Although the economic fundamentals for the state continue to trend in the right direction, consumers and businesses have been more cautious with spending money. According to the latest revenue projections for the state, forecasted sales tax collections are softening. Showing that the state’s economic fundamentals are still trending in the right direction, however, forecasted income tax collections are still good.



“Idaho’s economy is strong, resilient, and growing rapidly, fueled by smart fiscal management, a strong labor market, and record-setting gains in personal income, jobs, and GDP . . .


Idaho’s personal income is projected to grow 32% over the next five years and wages are expected to grow 15% over the next five years.”


In response to the softening in consumer spending, Governor Little issued an Executive Order on August 15 saying that “Idaho will further improve government efficiency and reduce government spending.”


While holding K-12 education spending harmless, the Governor is also ordering holdbacks of three percent for other parts of the budget. From the Governor’s Executive Order:


“To ensure that state government continues to administer its business efficiently and effectively, all executive departments, offices, and institutions of the state (agencies) must follow the steps outlined below: review all current operations and determine if consolidation or reduction of services, offices, bureaus, or agencies could improve efficiency and reduce overall spending . . .


My administration will collaborate and partner with the Legislature to continue to identify and implement more efficiencies in state government. I commend the Legislature and agencies for identifying obsolete, outdated, and unnecessary statutes pursuant to the Idaho Code Cleanup Act passed by the Legislature this year, and I look forward to working with the Legislature to streamline Idaho Code and further Idaho's efforts to reduce regulatory burdens.”


While Idaho continues to focus on spending discipline and government efficiencies, states like Washington are instead considering even more tax increases in response to changing revenue projections.


Despite the state’s strong fiscal management, it hasn’t been able to escape the impact of ever-changing and unpredictable federal economic policy. This is true for other states as well. Sales tax collections have been softening nationally as businesses and consumers try to navigate the impact of tariff tax increases and increasing prices.

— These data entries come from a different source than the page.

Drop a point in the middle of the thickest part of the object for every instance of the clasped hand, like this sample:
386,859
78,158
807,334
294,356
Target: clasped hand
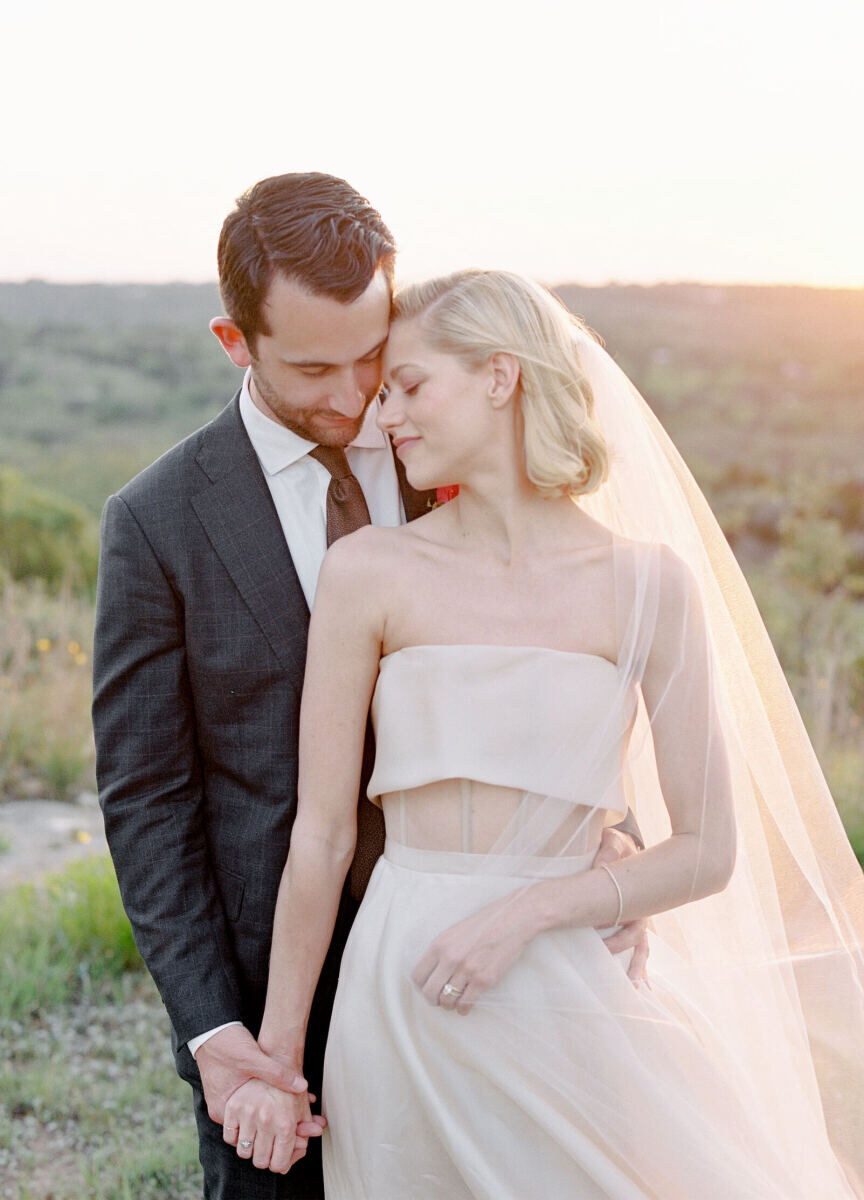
270,1127
262,1103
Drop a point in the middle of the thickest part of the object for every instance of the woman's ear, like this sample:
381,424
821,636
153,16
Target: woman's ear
504,375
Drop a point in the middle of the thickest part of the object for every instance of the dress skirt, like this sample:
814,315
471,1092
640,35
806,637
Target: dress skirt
565,1081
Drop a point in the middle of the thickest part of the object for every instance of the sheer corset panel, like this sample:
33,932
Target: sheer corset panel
461,767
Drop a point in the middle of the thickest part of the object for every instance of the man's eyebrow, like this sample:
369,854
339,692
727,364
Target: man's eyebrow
309,363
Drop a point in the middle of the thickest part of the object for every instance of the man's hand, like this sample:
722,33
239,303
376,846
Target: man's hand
269,1126
633,936
231,1059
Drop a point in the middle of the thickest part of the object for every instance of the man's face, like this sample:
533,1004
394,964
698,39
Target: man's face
321,366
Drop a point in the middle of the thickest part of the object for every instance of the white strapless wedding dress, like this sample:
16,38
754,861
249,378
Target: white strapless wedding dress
567,1081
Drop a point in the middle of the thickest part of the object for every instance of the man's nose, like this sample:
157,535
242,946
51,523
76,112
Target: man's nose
348,396
390,411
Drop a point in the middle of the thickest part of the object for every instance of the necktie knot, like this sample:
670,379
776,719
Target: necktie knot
346,504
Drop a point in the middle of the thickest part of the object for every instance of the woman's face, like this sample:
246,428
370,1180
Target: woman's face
437,412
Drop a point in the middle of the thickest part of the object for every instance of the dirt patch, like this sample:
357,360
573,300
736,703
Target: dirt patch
41,837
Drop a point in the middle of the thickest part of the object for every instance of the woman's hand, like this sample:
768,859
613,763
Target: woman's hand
633,935
270,1127
472,957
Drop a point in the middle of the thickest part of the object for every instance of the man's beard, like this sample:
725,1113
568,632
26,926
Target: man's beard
312,424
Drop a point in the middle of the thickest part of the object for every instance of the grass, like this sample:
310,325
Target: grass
45,690
64,940
90,1105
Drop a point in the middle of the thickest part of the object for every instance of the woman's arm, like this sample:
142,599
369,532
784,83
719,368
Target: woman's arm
694,862
342,664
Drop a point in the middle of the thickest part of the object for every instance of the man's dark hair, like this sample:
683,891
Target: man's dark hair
312,228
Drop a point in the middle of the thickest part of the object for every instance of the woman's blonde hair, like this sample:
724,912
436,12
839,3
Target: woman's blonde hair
474,315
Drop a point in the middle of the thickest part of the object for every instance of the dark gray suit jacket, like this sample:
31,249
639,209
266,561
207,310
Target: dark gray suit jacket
199,653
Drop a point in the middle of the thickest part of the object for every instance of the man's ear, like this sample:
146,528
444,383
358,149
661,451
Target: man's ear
504,375
233,341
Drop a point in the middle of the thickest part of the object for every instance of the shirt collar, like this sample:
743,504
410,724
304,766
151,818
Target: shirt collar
279,448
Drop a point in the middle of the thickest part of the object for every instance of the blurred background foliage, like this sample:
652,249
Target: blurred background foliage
761,388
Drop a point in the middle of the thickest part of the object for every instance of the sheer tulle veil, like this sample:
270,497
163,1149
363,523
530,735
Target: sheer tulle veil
767,976
780,949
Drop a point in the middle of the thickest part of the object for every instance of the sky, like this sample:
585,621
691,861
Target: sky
612,141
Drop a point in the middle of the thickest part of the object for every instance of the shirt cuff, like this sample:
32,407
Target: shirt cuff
196,1043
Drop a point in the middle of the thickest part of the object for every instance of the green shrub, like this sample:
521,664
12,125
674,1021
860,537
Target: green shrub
63,939
46,537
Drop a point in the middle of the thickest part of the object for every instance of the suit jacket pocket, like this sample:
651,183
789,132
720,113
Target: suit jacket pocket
232,888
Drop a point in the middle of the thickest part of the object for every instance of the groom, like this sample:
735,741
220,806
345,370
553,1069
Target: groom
208,570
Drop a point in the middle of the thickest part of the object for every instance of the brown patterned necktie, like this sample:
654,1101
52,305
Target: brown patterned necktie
347,508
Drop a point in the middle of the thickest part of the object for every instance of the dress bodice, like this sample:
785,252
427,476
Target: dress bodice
550,723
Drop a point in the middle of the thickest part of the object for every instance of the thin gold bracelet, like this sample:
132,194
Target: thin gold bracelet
621,895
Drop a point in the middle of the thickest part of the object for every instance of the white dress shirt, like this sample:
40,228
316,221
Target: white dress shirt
299,486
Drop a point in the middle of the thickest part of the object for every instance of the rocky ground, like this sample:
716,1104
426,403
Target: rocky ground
39,837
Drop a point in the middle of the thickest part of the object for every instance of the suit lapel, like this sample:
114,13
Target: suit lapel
240,520
414,503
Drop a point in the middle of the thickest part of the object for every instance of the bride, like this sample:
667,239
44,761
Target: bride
565,639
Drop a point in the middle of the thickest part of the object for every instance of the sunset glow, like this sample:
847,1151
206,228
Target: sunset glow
593,142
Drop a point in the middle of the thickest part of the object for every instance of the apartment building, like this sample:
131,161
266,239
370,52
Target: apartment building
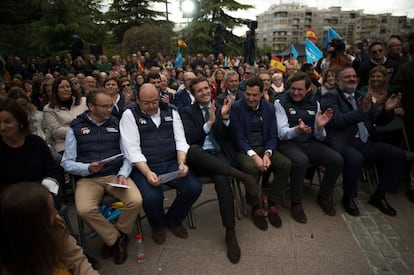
286,24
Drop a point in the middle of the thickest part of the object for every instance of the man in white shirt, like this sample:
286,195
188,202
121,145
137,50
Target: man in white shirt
154,141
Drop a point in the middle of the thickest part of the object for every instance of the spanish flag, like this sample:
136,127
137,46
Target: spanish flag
275,63
228,63
311,35
181,44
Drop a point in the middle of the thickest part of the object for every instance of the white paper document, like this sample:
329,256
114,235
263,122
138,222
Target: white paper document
117,185
111,158
168,176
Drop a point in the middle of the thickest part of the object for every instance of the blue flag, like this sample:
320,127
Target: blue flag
313,53
331,34
293,51
178,59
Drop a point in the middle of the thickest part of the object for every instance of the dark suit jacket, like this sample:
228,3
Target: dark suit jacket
222,96
342,128
182,99
240,122
193,121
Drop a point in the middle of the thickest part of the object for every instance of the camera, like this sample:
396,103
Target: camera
338,45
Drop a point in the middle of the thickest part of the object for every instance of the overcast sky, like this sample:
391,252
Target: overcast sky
396,7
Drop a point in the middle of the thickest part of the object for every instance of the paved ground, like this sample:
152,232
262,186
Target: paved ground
370,244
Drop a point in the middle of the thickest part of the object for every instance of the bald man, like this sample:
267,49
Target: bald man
153,140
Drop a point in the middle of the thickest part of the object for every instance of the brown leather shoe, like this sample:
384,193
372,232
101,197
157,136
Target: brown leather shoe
327,206
106,251
179,231
259,219
233,248
297,213
274,217
120,249
159,236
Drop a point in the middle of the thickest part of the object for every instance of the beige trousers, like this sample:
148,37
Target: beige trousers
88,194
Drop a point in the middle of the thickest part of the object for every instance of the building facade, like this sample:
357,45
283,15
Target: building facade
286,24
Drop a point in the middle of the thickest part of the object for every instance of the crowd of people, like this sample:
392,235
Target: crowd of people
203,118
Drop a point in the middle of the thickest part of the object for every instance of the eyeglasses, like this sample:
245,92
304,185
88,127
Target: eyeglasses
106,106
377,51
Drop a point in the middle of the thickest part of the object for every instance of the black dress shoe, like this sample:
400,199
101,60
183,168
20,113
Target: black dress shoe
383,206
259,219
410,195
233,248
350,207
297,213
120,249
106,251
274,217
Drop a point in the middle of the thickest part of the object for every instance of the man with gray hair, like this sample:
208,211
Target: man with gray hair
232,88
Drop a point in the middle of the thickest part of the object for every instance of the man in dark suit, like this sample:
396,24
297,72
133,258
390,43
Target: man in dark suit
253,122
183,97
351,132
232,88
203,126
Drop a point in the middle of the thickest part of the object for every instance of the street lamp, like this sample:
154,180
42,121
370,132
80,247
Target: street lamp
189,8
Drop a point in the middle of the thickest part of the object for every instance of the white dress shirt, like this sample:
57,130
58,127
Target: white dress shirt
130,136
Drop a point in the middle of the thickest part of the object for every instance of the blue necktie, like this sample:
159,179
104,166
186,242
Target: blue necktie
362,130
211,136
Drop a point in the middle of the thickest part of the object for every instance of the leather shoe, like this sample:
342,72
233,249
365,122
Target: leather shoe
350,207
106,251
273,217
326,205
233,248
179,231
382,205
297,213
159,236
410,195
259,219
120,249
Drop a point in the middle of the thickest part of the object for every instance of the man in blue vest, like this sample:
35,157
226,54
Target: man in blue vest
300,126
93,137
253,122
153,139
351,132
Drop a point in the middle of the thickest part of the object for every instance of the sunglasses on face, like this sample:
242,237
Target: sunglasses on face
377,51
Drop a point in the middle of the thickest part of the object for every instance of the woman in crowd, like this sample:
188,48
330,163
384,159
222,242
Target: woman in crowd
35,117
64,106
45,93
328,81
118,99
34,239
139,80
218,84
377,85
23,156
277,83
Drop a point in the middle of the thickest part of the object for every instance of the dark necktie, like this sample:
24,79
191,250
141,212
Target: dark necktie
363,132
211,136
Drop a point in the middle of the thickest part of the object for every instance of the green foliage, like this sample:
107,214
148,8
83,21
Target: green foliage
201,33
148,36
124,14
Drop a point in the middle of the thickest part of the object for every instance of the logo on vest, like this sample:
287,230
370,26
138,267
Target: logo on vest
111,130
85,131
142,121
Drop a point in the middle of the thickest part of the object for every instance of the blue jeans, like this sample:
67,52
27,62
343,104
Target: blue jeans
188,190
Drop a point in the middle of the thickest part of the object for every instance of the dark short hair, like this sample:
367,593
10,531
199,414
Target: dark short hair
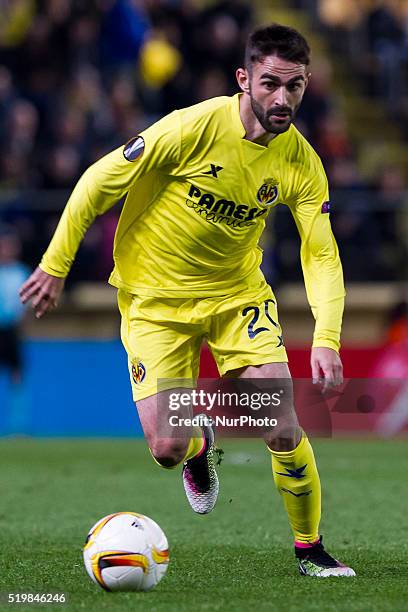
275,39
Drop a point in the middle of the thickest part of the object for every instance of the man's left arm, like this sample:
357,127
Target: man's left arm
323,277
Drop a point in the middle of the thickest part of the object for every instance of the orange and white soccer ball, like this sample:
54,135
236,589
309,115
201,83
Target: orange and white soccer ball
126,551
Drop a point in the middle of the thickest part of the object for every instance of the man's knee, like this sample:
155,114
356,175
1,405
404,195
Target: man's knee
283,438
168,453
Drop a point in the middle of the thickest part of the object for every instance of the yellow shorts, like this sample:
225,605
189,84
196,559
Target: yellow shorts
163,336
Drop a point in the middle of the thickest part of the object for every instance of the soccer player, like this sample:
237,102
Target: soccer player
200,183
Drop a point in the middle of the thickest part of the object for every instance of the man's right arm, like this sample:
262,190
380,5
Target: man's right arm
99,188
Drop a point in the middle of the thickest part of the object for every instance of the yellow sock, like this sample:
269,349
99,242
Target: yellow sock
195,447
297,479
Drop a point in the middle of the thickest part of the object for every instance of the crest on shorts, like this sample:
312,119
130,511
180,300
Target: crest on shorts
268,192
138,372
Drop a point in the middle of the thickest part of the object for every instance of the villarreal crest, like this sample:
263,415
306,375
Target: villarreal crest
268,192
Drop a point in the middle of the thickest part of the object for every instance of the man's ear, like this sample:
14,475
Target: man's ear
243,79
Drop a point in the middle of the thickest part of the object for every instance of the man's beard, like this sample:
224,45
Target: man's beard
269,123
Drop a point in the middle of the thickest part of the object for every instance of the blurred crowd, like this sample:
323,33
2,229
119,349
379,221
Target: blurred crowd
374,35
80,77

Some of this uncertainty about the tariff tax increases may clear up soon. In May, the U.S. Court of International Trade ruled that the unilaterally imposed tariffs are unconstitutional. The U.S. Court of Appeals for the Federal Circuit heard the appeal in that case in late July. A ruling is expected soon. Mountain States Policy Center joined an amicus in the case.


While all states are impacted by economic decisions at the national level outside of their control, Idaho policymakers shouldn’t second-guess the budget decisions they made this year.


A budget is adopted based on the economic data available at the time. Had lawmakers prioritized more spending instead of returning revenue to taxpayers, the same challenges would exist. Leaving an even larger ending fund balance on top of the very large existing reserves would have led to accusations of hoarding taxpayer dollars.


Realizing that a 10% reserve is considered healthy, Idaho has significant capacity to draw from its nearly 15% unrestricted savings account (22% in total reserves), without imperiling its budget stability. These strong reserves provide lawmakers with alternative ways to address the softening sales tax collections should consumer confidence not rebound soon. If the revenue forecast improves, the three percent holdbacks can be rescinded or reduced.


By taking action early in the fiscal year to right-size the budget and focus on government efficiencies, while not reducing K-12 education appropriations, Governor Little is taking decisive action to avoid a potentially larger problem in the future while providing time for sales tax collections to stabilize.


The “Idaho Way” is one that other states can learn from to manage their budgets.